Partecipazione, comunione e missione
Durante l’apertura dell’assemblea sinodale “ho usato tre parole-chiave: partecipazione, comunione e missione. E nascono da un cuore umile: senza umiltà non si può fare né partecipazione, né comunione, né missione. Queste parole sono le tre esigenze che vorrei indicare come stile di umiltà a cui tendere qui nella Curia”. La missione, in particolare, sempre comporta “passione per i poveri, cioè per i “mancanti”: coloro che “mancano” di qualcosa non solo in termini materiali, ma anche spirituali, affettivi, morali. Chi ha fame di pane e chi ha fame di senso è ugualmente povero. La Chiesa è invitata ad andare incontro a tutte le povertà, ed è chiamata a predicare il Vangelo a tutti perché tutti, in un modo o in un altro, siamo poveri, siamo mancanti. Ma anche la Chiesa va loro incontro perché essi ci mancano: ci manca la loro voce, la loro presenza, le loro domande e discussioni”.

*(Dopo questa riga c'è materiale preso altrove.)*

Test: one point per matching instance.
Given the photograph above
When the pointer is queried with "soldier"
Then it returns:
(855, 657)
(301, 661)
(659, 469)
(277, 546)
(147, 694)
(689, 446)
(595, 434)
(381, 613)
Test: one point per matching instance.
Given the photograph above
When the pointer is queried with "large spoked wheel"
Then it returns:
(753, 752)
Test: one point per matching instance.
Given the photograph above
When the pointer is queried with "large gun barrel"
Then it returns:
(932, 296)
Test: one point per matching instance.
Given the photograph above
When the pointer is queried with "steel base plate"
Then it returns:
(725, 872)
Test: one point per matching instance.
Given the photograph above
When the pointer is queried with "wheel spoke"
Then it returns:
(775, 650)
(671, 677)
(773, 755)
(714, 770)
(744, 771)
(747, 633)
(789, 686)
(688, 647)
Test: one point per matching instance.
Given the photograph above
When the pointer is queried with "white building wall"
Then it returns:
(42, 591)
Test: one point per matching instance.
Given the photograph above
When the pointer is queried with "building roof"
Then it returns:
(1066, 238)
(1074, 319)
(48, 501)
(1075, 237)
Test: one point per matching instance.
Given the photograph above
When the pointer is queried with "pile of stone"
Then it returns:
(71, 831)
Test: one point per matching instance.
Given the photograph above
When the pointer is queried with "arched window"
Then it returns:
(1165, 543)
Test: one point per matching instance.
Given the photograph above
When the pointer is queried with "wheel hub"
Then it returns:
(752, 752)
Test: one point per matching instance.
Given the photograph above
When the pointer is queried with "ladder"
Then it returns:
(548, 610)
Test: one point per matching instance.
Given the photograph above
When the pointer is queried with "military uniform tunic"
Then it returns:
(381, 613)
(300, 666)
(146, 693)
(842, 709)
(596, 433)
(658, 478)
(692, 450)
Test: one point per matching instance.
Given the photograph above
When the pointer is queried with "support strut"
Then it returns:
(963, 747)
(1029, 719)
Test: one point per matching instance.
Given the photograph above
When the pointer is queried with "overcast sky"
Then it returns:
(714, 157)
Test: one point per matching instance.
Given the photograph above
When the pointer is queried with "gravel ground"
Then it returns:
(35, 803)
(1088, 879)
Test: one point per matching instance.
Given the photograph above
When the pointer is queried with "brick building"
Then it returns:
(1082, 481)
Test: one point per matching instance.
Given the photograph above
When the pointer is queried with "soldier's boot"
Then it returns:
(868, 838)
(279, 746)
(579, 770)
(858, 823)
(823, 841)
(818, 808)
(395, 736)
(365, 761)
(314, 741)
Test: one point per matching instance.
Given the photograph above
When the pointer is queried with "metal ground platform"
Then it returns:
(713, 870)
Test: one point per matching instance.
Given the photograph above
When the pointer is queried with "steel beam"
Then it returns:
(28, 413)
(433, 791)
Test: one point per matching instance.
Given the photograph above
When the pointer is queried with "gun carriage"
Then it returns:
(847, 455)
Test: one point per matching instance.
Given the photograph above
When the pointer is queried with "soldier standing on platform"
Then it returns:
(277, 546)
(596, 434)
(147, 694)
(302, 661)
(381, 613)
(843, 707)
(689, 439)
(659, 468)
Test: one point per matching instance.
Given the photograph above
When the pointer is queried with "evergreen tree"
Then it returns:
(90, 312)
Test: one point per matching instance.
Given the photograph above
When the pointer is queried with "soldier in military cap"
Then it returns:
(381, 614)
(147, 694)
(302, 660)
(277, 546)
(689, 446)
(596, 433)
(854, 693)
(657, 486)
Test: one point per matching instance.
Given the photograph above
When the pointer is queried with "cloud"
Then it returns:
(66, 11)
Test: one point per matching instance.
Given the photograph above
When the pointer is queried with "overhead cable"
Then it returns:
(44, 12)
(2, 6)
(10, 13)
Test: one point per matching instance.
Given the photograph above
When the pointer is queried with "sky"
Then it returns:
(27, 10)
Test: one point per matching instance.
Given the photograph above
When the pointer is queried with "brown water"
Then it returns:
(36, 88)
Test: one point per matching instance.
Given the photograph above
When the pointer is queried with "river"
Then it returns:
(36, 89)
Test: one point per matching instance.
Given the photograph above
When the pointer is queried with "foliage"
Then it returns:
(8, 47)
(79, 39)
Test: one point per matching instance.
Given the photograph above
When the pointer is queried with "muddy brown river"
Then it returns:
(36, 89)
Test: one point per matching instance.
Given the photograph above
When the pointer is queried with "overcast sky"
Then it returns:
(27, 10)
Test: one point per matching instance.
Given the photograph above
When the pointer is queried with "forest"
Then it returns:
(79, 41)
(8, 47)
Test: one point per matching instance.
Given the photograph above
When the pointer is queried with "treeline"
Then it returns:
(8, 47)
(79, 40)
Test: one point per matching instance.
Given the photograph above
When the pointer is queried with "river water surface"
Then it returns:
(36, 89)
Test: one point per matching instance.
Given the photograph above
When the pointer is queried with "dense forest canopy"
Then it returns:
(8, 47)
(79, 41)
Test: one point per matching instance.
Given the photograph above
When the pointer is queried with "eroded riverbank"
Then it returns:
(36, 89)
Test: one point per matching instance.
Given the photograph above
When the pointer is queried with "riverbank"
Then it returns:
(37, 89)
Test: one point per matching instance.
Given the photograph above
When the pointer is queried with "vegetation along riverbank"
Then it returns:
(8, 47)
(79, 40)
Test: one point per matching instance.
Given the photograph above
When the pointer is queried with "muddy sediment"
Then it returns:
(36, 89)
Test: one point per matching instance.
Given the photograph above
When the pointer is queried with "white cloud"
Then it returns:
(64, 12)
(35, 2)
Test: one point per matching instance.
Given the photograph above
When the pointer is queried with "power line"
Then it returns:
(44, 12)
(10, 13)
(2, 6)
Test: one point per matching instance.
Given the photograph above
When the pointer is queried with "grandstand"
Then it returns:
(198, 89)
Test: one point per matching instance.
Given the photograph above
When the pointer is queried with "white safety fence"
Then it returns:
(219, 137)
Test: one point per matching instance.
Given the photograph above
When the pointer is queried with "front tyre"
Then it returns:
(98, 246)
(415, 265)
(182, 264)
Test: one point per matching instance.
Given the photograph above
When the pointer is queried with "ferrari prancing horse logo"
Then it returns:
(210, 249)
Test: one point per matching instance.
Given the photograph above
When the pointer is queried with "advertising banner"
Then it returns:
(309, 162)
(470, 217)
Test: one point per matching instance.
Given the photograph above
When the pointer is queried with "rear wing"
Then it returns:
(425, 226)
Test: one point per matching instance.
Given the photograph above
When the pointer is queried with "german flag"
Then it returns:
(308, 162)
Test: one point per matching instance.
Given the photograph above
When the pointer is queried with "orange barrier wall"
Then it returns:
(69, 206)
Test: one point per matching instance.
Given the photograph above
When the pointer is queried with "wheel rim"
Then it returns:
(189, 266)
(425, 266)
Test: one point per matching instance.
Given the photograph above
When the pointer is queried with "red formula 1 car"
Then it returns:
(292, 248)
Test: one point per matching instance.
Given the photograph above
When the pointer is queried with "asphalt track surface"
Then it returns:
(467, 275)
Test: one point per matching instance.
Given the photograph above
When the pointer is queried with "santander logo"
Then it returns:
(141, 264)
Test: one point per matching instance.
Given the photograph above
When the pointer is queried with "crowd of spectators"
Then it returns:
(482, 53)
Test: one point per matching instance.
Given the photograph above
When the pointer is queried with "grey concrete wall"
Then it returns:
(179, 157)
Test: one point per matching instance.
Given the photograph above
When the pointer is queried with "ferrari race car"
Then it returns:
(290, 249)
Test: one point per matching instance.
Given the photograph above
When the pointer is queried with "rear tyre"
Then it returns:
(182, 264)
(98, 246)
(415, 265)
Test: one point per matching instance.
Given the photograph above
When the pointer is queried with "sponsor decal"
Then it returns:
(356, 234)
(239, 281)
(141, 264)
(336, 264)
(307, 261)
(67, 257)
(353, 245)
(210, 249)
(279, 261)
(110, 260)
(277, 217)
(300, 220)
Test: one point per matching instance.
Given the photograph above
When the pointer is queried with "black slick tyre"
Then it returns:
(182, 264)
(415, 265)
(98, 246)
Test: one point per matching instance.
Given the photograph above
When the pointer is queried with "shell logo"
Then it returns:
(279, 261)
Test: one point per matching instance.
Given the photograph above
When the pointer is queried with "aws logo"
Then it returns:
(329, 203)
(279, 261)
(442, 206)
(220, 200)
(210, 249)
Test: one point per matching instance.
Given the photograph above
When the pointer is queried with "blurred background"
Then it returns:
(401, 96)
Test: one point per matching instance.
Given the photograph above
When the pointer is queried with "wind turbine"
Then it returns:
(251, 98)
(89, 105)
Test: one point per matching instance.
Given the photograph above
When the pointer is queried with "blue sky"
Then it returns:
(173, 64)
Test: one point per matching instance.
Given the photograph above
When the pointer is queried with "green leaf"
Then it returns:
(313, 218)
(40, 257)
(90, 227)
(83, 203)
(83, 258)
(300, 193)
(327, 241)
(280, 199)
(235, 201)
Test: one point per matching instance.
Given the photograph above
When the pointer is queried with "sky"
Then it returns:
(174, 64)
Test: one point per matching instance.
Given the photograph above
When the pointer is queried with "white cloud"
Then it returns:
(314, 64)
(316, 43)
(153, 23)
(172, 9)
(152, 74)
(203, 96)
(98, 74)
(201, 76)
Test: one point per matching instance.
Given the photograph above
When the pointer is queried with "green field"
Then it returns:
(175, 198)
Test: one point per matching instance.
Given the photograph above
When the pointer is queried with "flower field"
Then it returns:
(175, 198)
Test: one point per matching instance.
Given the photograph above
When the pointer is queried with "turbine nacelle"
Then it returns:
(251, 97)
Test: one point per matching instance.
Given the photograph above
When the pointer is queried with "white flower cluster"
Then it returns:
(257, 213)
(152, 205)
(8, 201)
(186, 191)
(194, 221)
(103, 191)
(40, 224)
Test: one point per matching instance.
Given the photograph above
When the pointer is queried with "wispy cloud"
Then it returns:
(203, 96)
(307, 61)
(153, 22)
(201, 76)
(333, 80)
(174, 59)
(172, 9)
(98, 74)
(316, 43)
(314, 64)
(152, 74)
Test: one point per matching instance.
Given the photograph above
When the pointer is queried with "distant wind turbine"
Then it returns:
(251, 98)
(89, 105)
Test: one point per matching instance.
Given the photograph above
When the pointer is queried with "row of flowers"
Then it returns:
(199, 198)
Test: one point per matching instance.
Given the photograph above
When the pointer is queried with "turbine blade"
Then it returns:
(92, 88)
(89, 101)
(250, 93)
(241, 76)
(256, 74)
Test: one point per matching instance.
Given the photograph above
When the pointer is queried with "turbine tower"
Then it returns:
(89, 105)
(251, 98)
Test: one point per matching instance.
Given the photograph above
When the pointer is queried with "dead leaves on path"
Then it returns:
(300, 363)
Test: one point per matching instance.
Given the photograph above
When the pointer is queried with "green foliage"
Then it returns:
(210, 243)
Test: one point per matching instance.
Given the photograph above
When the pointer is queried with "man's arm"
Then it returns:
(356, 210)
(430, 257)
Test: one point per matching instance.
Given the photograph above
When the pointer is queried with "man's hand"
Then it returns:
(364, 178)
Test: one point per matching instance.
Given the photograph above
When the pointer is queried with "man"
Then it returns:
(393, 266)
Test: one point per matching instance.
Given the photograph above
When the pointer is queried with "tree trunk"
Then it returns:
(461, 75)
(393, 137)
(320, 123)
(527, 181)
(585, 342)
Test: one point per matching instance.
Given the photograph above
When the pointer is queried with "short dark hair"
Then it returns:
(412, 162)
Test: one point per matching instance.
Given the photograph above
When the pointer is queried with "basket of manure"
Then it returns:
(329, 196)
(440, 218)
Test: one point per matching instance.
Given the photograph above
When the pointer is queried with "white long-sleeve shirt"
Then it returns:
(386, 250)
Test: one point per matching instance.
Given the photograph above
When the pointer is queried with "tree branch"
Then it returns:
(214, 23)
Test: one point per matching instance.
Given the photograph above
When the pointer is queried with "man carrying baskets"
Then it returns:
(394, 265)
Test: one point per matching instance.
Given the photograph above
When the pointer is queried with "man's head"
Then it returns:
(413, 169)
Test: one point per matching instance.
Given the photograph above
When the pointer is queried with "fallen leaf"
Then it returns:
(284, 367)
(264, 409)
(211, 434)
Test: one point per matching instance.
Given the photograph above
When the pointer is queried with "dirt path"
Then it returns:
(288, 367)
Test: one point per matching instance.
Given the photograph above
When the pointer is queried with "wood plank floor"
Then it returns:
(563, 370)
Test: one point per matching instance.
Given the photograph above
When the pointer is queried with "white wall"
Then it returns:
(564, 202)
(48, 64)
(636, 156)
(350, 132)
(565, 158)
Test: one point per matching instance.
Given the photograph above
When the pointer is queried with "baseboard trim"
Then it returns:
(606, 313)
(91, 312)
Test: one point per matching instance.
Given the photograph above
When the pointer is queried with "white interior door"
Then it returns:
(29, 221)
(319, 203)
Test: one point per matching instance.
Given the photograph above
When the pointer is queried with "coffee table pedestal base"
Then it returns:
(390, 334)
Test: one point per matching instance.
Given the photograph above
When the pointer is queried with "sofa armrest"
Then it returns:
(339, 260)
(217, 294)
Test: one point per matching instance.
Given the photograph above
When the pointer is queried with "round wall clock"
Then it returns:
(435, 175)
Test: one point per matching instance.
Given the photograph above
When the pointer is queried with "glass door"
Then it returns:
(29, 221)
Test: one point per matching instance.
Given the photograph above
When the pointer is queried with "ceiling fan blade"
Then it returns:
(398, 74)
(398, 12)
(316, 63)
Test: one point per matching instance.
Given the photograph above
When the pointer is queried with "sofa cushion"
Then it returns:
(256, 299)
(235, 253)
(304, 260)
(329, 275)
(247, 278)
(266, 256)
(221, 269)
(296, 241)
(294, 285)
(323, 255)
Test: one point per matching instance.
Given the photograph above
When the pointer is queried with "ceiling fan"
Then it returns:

L’incontro con i dipendenti
Dopo i cardinali e la Curia, Francesco ha incontrato nell’Aula Paolo VI i dipendenti laici del Vaticano con le loro famiglie. Ha loro ricordato l’importanza di mai smettere il dialogo con i nonni per garantire l’armonia familiare e ha ribadito la sollecitudine per garantire lavoro a tutti i dipendenti. “Per quanto riguarda il lavoro, come vi dicevo un anno fa, - ha assicurato Francesco - abbiamo cercato di garantire l’occupazione; ci siamo impegnati a non lasciare nessuno senza lavoro. Certo, la gestione del periodo di chiusura non è stata facile; so che c’è stato qualche problema, lo so; spero che si possano trovare soluzioni soddisfacenti attraverso il dialogo, cercando di venirsi incontro, sempre nel rispetto dei diritti dei lavoratori e del bene comune”.